Ontario Debt Sale Breaks Record After Post-Election Absence

(Bloomberg) -- Canada’s most indebted province sold C$3.65 billion ($2.8 billion) of bonds in a return to debt markets after a longer-than-usual break following a change in government.

Ontario priced C$1 billion of 10-year fixed-rate securities earlier today, and followed that up shortly afterwards with a sale of C$2.65 billion of five-year floating-rate notes, a record for a domestic deal.

Ontario’s 76-day abstention from debt markets came after an election victory of Doug Ford’s Progressive Conservatives that ended 15 years of Liberal Party rule. The break was over a month longer than after the province’s prior change of government in 2003. Ontario typically sells up to C$1 billion of bonds in a single transaction in the domestic market.

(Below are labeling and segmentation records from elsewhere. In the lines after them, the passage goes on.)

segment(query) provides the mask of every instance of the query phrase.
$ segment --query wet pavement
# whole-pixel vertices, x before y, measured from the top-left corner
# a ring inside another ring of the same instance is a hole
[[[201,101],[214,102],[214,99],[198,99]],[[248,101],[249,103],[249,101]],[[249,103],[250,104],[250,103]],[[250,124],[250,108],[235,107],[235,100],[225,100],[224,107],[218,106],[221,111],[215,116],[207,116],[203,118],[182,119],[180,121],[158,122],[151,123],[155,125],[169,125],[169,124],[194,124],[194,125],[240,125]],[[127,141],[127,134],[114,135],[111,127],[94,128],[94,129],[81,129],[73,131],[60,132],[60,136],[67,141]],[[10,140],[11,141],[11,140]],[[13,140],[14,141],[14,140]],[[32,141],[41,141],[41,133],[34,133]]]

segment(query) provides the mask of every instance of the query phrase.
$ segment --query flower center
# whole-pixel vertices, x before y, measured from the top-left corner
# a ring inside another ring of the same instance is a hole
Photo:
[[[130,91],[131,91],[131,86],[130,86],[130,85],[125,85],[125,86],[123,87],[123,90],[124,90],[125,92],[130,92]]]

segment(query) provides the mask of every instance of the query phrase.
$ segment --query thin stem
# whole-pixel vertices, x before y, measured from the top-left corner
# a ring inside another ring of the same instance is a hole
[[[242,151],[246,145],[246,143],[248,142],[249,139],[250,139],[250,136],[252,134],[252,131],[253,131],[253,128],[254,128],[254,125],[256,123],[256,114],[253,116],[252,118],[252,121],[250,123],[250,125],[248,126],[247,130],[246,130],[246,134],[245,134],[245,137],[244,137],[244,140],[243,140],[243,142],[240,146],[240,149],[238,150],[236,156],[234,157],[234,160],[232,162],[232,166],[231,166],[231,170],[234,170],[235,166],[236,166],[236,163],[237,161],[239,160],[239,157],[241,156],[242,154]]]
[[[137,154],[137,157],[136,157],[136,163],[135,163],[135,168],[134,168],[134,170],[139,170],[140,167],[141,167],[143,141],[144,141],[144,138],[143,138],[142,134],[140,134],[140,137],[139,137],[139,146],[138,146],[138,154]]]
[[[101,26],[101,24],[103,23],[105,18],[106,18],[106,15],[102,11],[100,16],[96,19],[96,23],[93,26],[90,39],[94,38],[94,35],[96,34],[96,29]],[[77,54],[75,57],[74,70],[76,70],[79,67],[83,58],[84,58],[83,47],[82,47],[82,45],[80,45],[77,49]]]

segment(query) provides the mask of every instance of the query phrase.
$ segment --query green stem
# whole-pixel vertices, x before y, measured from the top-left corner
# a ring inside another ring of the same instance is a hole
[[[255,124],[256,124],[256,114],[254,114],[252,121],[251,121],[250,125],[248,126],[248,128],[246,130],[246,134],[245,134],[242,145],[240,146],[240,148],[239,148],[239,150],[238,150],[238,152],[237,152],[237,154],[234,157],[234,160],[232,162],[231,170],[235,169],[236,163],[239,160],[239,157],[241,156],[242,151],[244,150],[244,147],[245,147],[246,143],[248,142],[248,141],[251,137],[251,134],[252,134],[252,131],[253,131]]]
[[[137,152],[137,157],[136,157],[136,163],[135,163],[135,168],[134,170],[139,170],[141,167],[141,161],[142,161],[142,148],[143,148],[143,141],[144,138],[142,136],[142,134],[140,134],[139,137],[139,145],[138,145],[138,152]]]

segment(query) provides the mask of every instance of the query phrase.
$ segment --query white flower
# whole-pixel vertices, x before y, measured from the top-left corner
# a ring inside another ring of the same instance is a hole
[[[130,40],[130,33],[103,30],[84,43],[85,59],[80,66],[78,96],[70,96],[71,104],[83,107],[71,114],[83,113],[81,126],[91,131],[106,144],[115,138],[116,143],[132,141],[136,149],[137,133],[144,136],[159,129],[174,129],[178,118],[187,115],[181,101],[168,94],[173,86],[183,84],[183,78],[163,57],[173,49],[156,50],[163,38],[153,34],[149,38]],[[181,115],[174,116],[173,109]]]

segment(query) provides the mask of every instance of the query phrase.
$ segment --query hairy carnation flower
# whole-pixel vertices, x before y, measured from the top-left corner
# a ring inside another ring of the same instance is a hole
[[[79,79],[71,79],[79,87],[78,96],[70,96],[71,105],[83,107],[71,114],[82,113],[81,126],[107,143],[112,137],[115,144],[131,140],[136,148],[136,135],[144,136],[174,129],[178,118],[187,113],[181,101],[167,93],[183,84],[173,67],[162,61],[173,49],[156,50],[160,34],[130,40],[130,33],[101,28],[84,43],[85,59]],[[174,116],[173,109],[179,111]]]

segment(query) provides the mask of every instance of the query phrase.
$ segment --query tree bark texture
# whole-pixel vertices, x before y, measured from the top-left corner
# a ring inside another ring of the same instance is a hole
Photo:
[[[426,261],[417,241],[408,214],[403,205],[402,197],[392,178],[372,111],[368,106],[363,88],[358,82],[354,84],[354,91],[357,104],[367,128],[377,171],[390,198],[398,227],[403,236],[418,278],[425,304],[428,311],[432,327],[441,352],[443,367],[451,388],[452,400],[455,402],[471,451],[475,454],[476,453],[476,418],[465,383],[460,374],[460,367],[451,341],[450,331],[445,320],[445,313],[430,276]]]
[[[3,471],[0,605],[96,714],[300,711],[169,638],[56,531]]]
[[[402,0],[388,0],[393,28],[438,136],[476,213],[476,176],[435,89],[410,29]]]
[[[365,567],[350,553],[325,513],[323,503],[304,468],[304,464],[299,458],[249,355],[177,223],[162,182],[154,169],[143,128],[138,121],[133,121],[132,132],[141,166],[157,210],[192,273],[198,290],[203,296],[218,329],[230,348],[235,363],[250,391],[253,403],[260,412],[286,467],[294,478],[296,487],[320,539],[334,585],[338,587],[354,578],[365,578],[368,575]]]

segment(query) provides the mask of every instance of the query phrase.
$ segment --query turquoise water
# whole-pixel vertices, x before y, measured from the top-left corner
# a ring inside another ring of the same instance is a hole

“It’s proof yet again of just how efficient Ontario can be in raising money,” said Warren Lovely, National Bank’s head of public sector research. “Clearly, Ontario is focused on significantly advancing its borrowing program ahead of an Independent Financial Commission of Inquiry report.”

The commission, which is reviewing Ontario’s past spending and accounting practices, will provide the government with a report by Aug. 30.

The transactions came two days after Gadi Mayman, the chief executive officer of Ontario Financing Authority, said the province would return to debt markets “immediately” after a quiet period post-election. With the deals, the province has completed C$15.35 billion, or around 48 percent, of its long-term borrowing program of C$31.7 billion for the 2018-19 fiscal year ending March 31.

Its borrowing requirements may increase to C$33.1 billion in 2018-19. That would occur if the government decided the province, rather than Ontario Power Generation and the Fair Hydro Trust, would borrow in order to make payments to power generators, Mayman said two days ago. The payments are part of the so-called Fair Hydro Plan, established by the previous government to reduce electricity bills in the province.

Ontario had initially set out to sell as much as C$2 billion of the floaters, only to increase the size later, according to people familiar with the matter. The transactions were its first forays into debt markets since June 1.

“The fact that Ontario managed to raise C$3.65 billion in one morning underlines both their strong following with the domestic investor base as well as the exceptional access to liquidity the issuer enjoys in their home market,” said Alex Caridia, head of government finance at RBC Capital Markets, which led the fixed-rate transaction and was part of the consortium underwriting the floater.